Have you decided that 2023 is the year that you bring a pet into your home? This could be good news for the thousands of dogs who find themselves homeless every year.
It is a wonderful thing to adopt a rescue dog, but there are certain things that you will need to consider before taking that step. Such as how to know which dog is right for your situation and how to help them settle in once you bring them home. We have put together a brief guide to rehoming a dog in need, which we hope you will find useful in making your decision.
Most towns and cities have a dog rescue centre, which you should be able to find via the phone book or Google. Each centre should have been checked for good health and safety standards that will protect each dog, who in turn will perform detailed checks on anyone who is interested in adopting a new pet.
You will usually need to pay a fee for adopting a dog.
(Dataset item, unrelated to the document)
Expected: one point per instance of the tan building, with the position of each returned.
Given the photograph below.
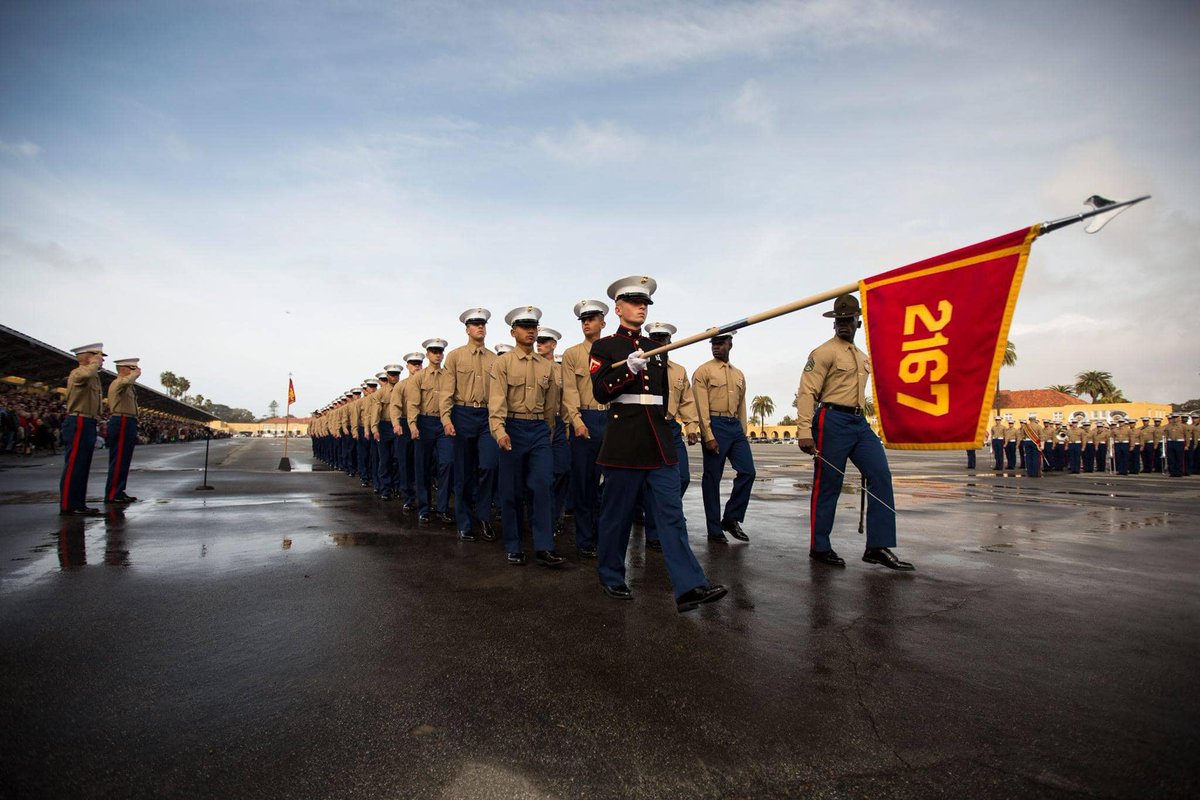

The organisation that you use is likely to be a charity, so your fee will help to cover their food, vaccinations and any treatments that they may have needed. It will also help to ensure that committed owners are adopting, rather than someone who likes the thought of a free dog which they may later neglect.
A rescue centre will be full of dogs of all shapes and sizes, with a variety of breeds that will be mixed and also purebred. You are best to think of choosing your new dog in terms of personality and energy level, so that the home can help to match you to the animal that they have come to know during their stay.
It is usual practice that someone from the rescue centre will want to visit you at your home before they allow you to officially adopt your new dog. They will check that your home is safe and suitable for the dog that you have chosen, such as a breed that needs lots of space or who requires a calm and quiet environment.
Planning ahead is essential for helping your new pet to settle in, especially if they have not had an easy life before meeting you. Know where they are going to sleep and have a comfortable bed ready. Purchase a water bowl and a food bowl, then choose the permanent spot of where your dog will be able to find them. Also, have a plan for introducing your new dog to everyone, as meeting people all at once may be too much for them to cope with.
Creating a routine will certainly help your dog to settle in more easily, such as knowing when to expect their walks, meals and at what times of day your family will be home for playtime. Spending time training your dog can also help them, as it encourages positivity and reward based behaviour, where they know that they will be pleasing you.